M. Hamilton: De grands progrès ont été réalisés dans le programme d'enseignement. Mais j'invite toutefois Mme LaPierre à faire preuve de réserve lorsqu'elle loue l'attitude progressiste de la Saskatchewan. Son attitude est juste un peu différente. Elle est progressiste dans un domaine, mais elle cause un problème dans un autre. Cette perception vient des collectivités. Il nous faut travailler avec les gens qui sont dans les tranchées. Mme LaPierre en sait davantage sur ce qui se passe avec le programme scolaire dans les écoles.

J'ai siégé pendant de nombreuses années au sein de commissions des études chargées d'élaborer des programmes d'enseignement.
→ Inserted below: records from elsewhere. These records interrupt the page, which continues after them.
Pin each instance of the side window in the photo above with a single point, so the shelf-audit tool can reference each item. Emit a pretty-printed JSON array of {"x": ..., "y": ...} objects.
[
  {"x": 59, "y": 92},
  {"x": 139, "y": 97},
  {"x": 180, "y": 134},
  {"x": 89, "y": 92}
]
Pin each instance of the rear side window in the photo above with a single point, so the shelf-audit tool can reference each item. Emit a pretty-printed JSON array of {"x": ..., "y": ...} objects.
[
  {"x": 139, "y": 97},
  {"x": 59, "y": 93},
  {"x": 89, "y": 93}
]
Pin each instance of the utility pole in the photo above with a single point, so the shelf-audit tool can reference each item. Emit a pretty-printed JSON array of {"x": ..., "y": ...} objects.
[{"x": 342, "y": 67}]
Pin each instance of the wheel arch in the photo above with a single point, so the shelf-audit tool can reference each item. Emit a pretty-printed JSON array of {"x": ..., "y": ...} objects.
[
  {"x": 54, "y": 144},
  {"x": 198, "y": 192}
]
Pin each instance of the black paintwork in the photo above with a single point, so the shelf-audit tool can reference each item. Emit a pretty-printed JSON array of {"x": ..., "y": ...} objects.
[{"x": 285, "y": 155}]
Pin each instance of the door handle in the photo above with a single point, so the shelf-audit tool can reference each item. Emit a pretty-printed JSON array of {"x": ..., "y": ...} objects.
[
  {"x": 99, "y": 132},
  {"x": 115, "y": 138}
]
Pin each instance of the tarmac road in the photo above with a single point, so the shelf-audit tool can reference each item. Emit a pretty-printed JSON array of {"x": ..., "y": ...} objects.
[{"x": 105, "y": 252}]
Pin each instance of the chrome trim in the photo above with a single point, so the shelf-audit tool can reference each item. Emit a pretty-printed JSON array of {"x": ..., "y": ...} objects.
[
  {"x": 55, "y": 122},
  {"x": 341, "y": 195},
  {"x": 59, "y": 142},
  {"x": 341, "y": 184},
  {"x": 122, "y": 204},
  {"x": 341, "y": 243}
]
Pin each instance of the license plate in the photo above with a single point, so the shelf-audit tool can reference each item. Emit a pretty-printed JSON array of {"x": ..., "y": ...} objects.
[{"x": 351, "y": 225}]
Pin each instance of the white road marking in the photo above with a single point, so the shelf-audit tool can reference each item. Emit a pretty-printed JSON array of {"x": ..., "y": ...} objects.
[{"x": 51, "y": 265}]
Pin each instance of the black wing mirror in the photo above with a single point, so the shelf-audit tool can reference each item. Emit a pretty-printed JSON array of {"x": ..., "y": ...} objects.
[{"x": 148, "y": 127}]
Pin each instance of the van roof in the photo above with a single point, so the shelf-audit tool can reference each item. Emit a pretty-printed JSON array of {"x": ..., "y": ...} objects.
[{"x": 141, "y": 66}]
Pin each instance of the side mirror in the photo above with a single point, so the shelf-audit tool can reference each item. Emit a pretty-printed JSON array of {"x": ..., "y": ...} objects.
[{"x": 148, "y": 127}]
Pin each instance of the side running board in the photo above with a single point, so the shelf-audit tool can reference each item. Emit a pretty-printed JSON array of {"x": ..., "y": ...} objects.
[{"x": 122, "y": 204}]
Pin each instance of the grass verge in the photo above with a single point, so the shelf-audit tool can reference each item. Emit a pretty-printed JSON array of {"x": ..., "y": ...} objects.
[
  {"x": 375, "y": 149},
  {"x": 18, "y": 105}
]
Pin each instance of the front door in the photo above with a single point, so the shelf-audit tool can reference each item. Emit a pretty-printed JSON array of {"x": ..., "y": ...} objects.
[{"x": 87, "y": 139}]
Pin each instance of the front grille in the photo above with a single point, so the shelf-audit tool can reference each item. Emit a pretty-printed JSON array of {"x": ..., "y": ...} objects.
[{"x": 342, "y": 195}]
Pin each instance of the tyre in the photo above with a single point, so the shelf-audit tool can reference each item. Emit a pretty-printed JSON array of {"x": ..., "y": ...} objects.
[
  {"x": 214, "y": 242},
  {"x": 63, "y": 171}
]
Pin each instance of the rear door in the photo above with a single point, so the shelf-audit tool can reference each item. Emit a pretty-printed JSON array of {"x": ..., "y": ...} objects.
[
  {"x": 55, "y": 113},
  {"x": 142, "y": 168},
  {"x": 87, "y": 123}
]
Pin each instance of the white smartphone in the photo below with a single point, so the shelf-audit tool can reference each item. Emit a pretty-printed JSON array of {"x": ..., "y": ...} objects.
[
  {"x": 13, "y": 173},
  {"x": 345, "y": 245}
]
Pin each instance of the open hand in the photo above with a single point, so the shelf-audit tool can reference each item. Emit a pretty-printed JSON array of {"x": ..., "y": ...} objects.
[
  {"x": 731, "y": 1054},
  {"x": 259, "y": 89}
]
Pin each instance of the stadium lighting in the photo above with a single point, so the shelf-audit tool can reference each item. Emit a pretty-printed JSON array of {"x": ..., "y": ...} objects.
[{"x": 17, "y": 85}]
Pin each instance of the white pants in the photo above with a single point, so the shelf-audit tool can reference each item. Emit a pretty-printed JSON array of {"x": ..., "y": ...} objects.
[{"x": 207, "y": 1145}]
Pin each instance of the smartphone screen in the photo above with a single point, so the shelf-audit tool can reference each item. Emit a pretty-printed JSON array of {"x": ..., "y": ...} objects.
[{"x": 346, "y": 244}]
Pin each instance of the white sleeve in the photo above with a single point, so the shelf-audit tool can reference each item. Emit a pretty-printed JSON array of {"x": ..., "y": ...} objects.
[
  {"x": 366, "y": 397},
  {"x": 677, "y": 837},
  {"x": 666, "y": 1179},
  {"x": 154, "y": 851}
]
Je dois admettre que j'étais l'une des personnes qui, à un moment donné, ont décidé que nous avions besoin des Études autochtones 10, 20 et 30 dans les écoles secondaires. Il y avait un type très bien qui travaillait pour le compte du ministère de l'Éducation de la Saskatchewan et qui a mis ensemble tous ces grands cahiers, ces guides du programme scolaire. Ils étaient merveilleux. On y trouvait plus d'information que dans le cours d'études autochtones 110 donné à l'université. C'était fabuleux. Cependant, mon expérience — et je serai très franc avec vous —, c'est que dans de nombreuses écoles secondaires où je suis allé, les parents, et d'autres personnes, m'ont dit: «Eh bien, il s'agit d'études autochtones. Mon enfant n'a pas besoin de cela.»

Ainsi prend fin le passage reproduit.